Mutmacher des Monats November 2020

„Das Schachspiel lehrt vor allem, objektiv zu sein. Man kann nur dann ein großer Meister werden, wenn man sich seiner Fehler und Mängel bewusst wird – ist das nicht ganz so wie im Leben?“ (Alexander Aljechin, 1892-1946, Schachweltmeister)
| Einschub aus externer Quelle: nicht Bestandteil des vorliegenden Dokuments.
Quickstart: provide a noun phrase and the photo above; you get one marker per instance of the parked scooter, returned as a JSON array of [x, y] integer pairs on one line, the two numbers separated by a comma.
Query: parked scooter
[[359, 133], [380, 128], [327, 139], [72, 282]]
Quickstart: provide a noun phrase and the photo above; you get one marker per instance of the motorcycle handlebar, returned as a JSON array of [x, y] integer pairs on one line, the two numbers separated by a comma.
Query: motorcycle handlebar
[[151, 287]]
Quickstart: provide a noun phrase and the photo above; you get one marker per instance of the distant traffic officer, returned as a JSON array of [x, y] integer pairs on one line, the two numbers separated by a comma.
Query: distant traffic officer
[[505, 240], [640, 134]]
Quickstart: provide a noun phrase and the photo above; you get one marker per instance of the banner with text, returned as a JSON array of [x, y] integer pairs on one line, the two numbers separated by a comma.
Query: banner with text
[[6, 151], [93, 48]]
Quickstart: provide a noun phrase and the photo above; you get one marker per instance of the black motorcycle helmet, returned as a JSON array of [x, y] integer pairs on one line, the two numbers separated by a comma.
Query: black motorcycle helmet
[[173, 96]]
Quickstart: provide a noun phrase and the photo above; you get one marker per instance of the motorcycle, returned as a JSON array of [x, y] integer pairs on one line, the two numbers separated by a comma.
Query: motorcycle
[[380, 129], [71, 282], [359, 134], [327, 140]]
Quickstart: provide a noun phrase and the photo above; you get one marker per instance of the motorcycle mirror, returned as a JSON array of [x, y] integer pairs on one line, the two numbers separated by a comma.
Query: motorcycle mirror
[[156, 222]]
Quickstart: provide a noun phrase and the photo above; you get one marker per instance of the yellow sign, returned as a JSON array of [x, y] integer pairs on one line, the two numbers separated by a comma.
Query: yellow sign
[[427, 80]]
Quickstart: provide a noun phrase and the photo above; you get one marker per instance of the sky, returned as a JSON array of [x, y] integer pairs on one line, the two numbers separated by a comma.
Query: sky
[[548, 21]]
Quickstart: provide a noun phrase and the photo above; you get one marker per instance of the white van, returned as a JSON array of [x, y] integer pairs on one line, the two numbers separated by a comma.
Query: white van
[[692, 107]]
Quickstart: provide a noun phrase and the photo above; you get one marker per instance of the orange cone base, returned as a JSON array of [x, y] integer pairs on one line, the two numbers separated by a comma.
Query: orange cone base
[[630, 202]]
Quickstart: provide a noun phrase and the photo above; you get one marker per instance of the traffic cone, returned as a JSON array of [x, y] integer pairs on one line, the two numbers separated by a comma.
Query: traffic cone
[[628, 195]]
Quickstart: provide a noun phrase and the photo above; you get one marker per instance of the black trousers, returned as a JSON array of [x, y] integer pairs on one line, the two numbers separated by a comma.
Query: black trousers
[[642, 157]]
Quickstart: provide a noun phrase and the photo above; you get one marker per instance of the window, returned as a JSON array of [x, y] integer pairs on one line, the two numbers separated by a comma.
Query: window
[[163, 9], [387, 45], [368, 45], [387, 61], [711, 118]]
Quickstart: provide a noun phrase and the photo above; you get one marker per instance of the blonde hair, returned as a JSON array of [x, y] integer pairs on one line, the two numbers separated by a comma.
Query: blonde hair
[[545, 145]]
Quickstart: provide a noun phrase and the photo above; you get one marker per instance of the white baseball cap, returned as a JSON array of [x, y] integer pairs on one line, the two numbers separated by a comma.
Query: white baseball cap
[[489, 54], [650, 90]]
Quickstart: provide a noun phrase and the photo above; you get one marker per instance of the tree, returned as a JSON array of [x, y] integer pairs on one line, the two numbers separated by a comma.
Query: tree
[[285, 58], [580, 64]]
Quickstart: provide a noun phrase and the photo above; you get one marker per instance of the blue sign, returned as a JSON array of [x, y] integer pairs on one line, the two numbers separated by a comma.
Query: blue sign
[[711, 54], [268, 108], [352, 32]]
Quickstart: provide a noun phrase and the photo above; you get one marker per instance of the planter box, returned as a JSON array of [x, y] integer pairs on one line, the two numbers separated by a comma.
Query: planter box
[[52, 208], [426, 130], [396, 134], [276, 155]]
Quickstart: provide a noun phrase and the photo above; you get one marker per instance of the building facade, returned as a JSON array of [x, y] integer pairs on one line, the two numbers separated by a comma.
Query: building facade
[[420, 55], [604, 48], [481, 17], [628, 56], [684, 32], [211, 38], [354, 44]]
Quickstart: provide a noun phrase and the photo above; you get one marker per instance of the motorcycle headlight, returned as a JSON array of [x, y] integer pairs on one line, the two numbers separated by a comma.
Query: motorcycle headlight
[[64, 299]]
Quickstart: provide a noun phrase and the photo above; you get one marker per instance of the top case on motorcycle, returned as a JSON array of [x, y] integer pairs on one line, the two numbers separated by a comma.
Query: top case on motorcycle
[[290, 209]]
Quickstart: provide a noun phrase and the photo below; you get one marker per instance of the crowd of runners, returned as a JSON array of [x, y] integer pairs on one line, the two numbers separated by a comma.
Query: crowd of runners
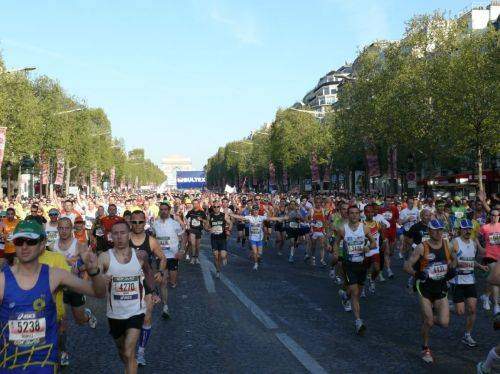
[[126, 248]]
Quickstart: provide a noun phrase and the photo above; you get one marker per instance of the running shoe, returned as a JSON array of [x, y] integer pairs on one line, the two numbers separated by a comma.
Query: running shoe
[[360, 327], [468, 341], [165, 313], [141, 359], [427, 356], [486, 302], [390, 274], [496, 309], [371, 285], [92, 318], [64, 359], [481, 369]]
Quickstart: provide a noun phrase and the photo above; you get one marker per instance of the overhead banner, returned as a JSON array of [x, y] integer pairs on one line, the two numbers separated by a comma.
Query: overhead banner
[[272, 174], [373, 166], [314, 168], [392, 159], [44, 168], [3, 134], [112, 173], [60, 167], [190, 180], [93, 178], [285, 177]]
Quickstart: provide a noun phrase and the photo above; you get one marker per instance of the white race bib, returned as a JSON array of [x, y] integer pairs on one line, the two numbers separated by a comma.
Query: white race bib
[[164, 242], [217, 230], [125, 288], [26, 329], [437, 271]]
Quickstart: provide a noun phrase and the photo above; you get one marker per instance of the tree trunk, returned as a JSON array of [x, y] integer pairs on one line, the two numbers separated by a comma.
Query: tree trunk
[[480, 169]]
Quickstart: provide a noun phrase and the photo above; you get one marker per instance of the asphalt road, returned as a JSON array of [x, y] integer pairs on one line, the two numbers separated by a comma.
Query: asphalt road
[[284, 318]]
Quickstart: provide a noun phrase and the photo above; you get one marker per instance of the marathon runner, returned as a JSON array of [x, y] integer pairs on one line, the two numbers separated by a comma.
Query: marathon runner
[[28, 313], [140, 240], [219, 225], [169, 233], [354, 235], [256, 230], [195, 218], [490, 232], [435, 268], [127, 273], [463, 286]]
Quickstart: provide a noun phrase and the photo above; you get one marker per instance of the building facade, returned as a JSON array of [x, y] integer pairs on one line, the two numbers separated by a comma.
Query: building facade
[[171, 165], [325, 94], [479, 15]]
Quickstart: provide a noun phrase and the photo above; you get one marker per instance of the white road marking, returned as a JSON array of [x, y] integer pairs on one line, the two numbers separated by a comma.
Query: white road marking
[[207, 276], [300, 354], [297, 351]]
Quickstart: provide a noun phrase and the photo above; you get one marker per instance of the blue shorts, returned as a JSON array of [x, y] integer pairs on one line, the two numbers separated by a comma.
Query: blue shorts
[[256, 243]]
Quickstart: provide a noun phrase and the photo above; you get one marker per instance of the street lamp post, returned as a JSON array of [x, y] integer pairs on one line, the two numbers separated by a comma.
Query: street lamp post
[[9, 176]]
Können Sie Schach spielen? Ein großartiges Spiel! „Das Spiel der Könige“ hat man es früher genannt. Denn das ist schließlich auch das Ziel dieses Spiels: Den gegnerischen König handlungsunfähig zu machen! Es ist ein einzigartiges Spiel, da es durch gewisse intellektuelle Fähigkeiten entschieden wird. Man braucht dabei kein Glück (wie beim Kartenspiel), Routine hilft auch nicht weiter (wie bei Monopoly oder Mühle) und Lexika braucht man auch nicht auswendig zu kennen (wie das bei den gängigen Quiz-Spielen der Fall ist). Hingegen kann man mit Schach auf spielerische Weise seine Konzentration und das eigene, logische Denkvermögen trainieren und so kostbare Fähigkeiten entwickeln wie Geduld und eine gewisse graphische Vorstellungskraft bzw. Vorausschau. Dabei sind die Spielregeln recht einfach zu verstehen, sofern man nicht gleich Schach-Großmeister werden will. Ob man sich jedoch beim Schachspiel vornehmlich seiner eigenen Fehler und Mängel bewusst wird … das mag vielleicht bei professionellen Schachlegenden, wie das der Russe Alexander Aljechin eine war, durchaus der Fall sein. Bei einem durchschnittlichen Gelegenheitsspieler jedoch, nun ja, da dürfte das nicht gerade der gängigste Nebeneffekt dieses Spiels sein. Aber mit einer Aussage, da hat Aljechin ganz sicher Recht: Ein „großer Meister“ seines eigenen Lebens kann nur werden, wer sich seiner Fehler und Mängel selbst bewusst ist! 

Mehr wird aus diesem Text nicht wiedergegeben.